Non arithmetic, non geometric series starting with 4 and 8. My son (7th grade) had this homework problem last night: 
Come up with a function for a non arithmetic, non geometric series starting with 4 and 8.
In his math book they define a series as a function $F(n)$ with $n=1,2,3,4,...$
He'd been out sick, and I wasn't sure what process he was supposed to go through to solve it, but I went with a system of equations, where we would have one more unknown than equations.
I'll include my solution below.
Is there a more straightforward way for an algebra I student?
 A: We start with $F(1) = 4$ and $F(2) = 8$.  Quadratic solutions are neither arithmetic nor geometric, so we also start with $ax^2+bx+c$.
$F(1) = a(1^2) + b(1) + c = 4$
$F(2) = a(2^2) + b(2) + c = 8$
Equals:
$1a + 1b + c = 4$
$4a + 2b + c = 8$
Subtract twice the first from the second:
$2a + 0b - c = 0 \to a = c/2$
Substituting back,
$b = 4-3c/2$
I then explained there were an infinite number of c's to choose from, but asked him to think of any c that would give integer answers when divided by two.  So we picked 2.
$a = 1, b = 1 \to F(x) = x^2 + x + 2$
Is there a better more intuitive way of achieving this answer -- particularly for a beginning algebra student?
A: The squares $1,4,9,16,25\cdots$ are forming a non-arithmetic, non-geometric sequence.
If we can map $1$ to $4$ and $4$ to $8$, we are done. The linear relation
$$y=(8-4)\frac{x-1}{4-1}+4$$ achieves that.
Hence,
$$f_n=\frac{4n^2+8}3.$$

Alternatively, the factorials form a non-arithmetic, non-geometric sequence.
Now, we need to map $1!=1$ to $4$ and $2!=2$ to $8$, and get
$$f_n=4n!$$

Alternatively, let us combine the arithmetic series $1,2,3,4\cdots$ with an appropriate geometric series: the first two terms need to be $4-1=3$ and $8-2=6$, hence
$$f_n=n+3\cdot2^{n-1}.$$
And with the double arithmetic series,
$$f_n=2n+2^n,$$ which might be what the teacher expected most.

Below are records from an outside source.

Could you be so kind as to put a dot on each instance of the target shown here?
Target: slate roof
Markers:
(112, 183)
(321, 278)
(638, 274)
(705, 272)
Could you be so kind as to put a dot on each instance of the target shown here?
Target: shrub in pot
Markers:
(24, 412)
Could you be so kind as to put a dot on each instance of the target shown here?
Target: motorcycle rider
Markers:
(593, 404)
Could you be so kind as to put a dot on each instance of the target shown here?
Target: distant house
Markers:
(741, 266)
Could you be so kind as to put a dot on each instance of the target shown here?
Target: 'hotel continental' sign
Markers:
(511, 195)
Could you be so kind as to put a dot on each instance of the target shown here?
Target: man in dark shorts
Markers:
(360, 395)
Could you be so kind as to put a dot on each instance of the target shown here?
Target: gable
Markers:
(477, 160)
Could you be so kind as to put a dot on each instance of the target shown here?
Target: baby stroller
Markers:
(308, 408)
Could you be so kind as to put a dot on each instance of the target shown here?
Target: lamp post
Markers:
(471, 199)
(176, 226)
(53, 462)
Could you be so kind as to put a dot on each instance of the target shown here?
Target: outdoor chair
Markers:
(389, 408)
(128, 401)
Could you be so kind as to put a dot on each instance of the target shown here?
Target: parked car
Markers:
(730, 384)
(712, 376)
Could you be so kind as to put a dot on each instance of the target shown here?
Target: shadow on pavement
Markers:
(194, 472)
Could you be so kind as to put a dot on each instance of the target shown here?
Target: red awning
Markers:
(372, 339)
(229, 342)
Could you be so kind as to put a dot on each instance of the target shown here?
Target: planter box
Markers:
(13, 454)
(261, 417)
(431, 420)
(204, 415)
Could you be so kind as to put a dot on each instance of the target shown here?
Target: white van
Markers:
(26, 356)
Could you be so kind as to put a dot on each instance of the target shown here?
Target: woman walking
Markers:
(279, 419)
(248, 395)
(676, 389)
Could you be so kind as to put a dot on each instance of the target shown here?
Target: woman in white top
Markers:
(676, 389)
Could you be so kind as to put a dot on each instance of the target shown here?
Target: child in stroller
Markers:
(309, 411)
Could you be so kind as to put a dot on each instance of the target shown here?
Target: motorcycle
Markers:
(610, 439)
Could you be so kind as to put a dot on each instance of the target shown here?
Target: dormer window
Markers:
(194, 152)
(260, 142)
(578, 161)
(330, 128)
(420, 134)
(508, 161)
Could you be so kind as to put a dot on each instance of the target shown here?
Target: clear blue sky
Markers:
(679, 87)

Alternatively, start from the first two terms and create the corresponding arithmetic or geometric series, $4n$ or $2^{n+1}$, and perturb it by a function that vanishes for $n=1$ and $n=2$:
$$f_n=4n+(n-1)(n-2)=n^2+n+2,$$ (like you found) or $$f_n=2^{n+1}+(n-1)(n-2).$$

And finally, for the lazy ones,
$$f_1=4,\\f_2=8,\\f_n=0.$$